Students say they want to change the face of Belmont mascot


The Belmont High School Red Raiders logo (DAN SEUFERT PHOTO)

BELMONT — About 70 people, including dozens of Belmont High School students, came to a special student council meeting Wednesday night at which three students explained they don't want to change the school's mascot name, Red Raiders.

Juniors Taylor Becker and Ashley Fenimore and sophomore Andrew Bragg said they do want to change the image in the Red Raider logo, which features a drawing of an American Indian face.

They played a video showing American Indians who said they felt associating their culture with sports teams is racist. Several speakers on the video said, "I am not a mascot."

Bragg said an American Indian who was recently a student at the school also complained about the logo.

"Many students don't associate with the Red Raider; they associate with Belmont High School," Fenimore said.

Still, she said, people who call themselves Red Raiders will be able to continue to call themselves Red Raiders if the face of the mascot is changed.

"Once a Raider, always a Raider," she said.

John Goegel of Canterbury, a coach at the school, agreed.

"Using Native American mascots was never meant to be offensive" to American Indians, he said, "We might want to change the perception of the Red Raider. I think it's time for a change."

Belmont Selectman Ron Cormier, an alumni of the school, was one of many in the audience speaking in favor or keeping both the image and the Red Raider name.

"Before you consider changing the Red Raider, consider what the Red Raider actually means to all of us who went here," Cormier said, to loud applause.

State Police Trooper Eric Shirley, a father of students in the school and a member of Friends of Belmont Football, said he was opposed to changing the mascot. He said he doesn't see the American Indian image on the school mascot as a negative symbol.

"I see it paying homage to the warrior spirit (of American Indians), not as a bad perception of (an American Indian)," Shirley said.

Speakers were evenly split on the proposed change.

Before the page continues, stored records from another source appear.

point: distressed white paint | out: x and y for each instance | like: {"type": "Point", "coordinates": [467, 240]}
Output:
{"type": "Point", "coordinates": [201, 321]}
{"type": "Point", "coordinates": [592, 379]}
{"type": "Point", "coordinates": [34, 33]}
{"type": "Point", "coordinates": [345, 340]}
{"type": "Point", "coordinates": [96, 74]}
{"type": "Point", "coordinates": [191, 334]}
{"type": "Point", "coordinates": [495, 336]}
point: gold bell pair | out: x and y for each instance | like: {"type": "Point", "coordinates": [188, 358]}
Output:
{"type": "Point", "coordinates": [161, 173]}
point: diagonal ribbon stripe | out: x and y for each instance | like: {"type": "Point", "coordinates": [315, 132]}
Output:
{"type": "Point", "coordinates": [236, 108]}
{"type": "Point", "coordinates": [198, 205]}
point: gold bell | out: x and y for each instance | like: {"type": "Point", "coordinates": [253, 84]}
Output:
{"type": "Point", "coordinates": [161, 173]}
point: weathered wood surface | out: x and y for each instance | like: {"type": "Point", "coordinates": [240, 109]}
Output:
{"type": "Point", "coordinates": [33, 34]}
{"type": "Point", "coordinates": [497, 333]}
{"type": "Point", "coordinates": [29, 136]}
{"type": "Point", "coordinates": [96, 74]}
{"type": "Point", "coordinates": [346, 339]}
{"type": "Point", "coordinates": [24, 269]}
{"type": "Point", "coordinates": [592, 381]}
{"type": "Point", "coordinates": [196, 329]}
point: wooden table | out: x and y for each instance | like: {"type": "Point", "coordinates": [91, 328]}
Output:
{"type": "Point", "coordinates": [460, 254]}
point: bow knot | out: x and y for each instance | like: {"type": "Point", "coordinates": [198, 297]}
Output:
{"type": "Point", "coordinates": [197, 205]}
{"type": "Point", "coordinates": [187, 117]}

The crowd applauded equally for each viewpoint expressed.

Earlier this week, Superintendent Maria Dreyer said the school debated changing the name about 12 years ago, but instead changed the logo, replacing an American Indian face with "more of a contemporary face, a figure of a face."

Dreyer said the idea of changing it further came from several student council members.

Principal Dan Clary said the Shaker Regional School District school board will have the ultimate say in whether the mascot and logo are changed.

An informal poll at UnionLeader.com had garnered 875 responses Wednesday night.

Eighty-four percent of polltakers were opposed to changing the Red Raiders' name and logo.